For years I’ve heard of a thing called ‘leaky gut’. The first time I heard it, I imagined a dripping pipe. Little did I know, in a way, I was correct but also so far off from the truth. In this post, I explore the connection between Autoimmune Diseases and Leaky Gut.
What is a Leaky Gut?
Leaky gut, also known as increased intestinal permeability, is a digestive condition in which bacteria and toxins are able to “leak” through the intestinal wall. It can be caused by medications. Antibiotics, steroids or over-the-counter pain relievers like aspirin, can irritate the intestinal lining and damage protective mucus layers.

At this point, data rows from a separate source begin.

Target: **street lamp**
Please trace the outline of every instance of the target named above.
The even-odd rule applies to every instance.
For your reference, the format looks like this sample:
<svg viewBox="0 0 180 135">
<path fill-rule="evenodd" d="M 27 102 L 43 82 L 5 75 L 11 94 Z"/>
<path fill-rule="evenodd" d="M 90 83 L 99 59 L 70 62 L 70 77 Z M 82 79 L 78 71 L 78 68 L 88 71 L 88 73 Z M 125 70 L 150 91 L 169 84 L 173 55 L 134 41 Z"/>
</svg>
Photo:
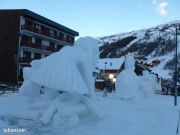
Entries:
<svg viewBox="0 0 180 135">
<path fill-rule="evenodd" d="M 176 106 L 177 105 L 177 94 L 178 94 L 178 91 L 177 91 L 177 77 L 178 77 L 178 31 L 180 31 L 180 25 L 179 26 L 176 26 L 175 27 L 175 30 L 172 29 L 172 28 L 163 28 L 161 32 L 163 32 L 163 35 L 166 35 L 165 37 L 161 37 L 162 38 L 167 38 L 169 32 L 167 31 L 170 31 L 173 33 L 174 35 L 174 45 L 175 45 L 175 65 L 174 65 L 174 105 Z"/>
<path fill-rule="evenodd" d="M 109 79 L 112 80 L 114 78 L 113 74 L 109 74 Z"/>
</svg>

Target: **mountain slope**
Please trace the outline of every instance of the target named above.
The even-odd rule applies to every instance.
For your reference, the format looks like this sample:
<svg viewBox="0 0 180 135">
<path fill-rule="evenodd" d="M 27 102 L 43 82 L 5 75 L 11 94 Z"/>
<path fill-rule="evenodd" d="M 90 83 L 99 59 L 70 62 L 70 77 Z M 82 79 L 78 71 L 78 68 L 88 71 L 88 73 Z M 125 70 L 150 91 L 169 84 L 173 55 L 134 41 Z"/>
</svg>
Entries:
<svg viewBox="0 0 180 135">
<path fill-rule="evenodd" d="M 158 70 L 162 76 L 171 78 L 175 54 L 173 31 L 179 25 L 180 20 L 149 29 L 100 37 L 100 58 L 117 58 L 134 53 L 137 56 L 145 56 L 148 59 L 147 63 L 158 59 L 160 64 L 153 67 L 154 72 Z"/>
</svg>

This irritation can start or continue the inflammation cycle that leads to intestinal permeability.
Other causes / factors contributing to leaky gut:
- gluten and GMO wheat
- GMO corn
- intestinal parasites
- nutrient deficiencies
- toxins and chemicals in foods
- glyphosate (Roundup, an agricultural herbicide, which many farm crops are exposed to)
- and more
What’s it got to do with Autoimmune Diseases?
“The typical medical approach to autoimmune conditions is to suppress the immune system with anti-inflammatory medications, immunosuppressives, corticosteroids, chemotherapy and other medications to try and slow down the damage. But this is a bandaid approach in that it covers up the symptoms and lessens them, but doesn’t do anything for the root cause or any real treatment. Suppressing the immune system is never a good idea as it can lead to a greater risk of other infections.” – Ross Walter
What can you do about it?
1. Get professional help > There is no better guide around Leaky Gut than a Naturopath who can review a holistic strategy of how your individual and unique circumstances might exacerbate or affect a leaky gut.
2. Diet > The quickest thing I’ve read one can do is review your diet and what foods or drinks might cause the most irritation or sensitivity eg I don’t eat so much bread as I noticed, I always broke out in my skin the next day after eating it. A naturopath can help you do this by way of an elimination plan. I don’t like to use the word ‘diet’, it shouldn’t be a diet per se but a conscious lifestyle decision. Learn your inflammatory triggers. Becoming aware and more conscious of your food and drink choices is highly enlightening and helps to avoid some symptoms that might be caused by your leaky gut.
3. Probiotics > Add probiotics into your medicine regime with the help and guidance of a professional. Probiotics can interfere with your current medicines so don’t just go out and decide when and how much to take. When you’ve found someone to help you such as GP or a naturopath, my chemist recommends to go for at least 50 billion organisms per tablet and go for strains that include the LGG strain (and note that it’s heat-sensitive).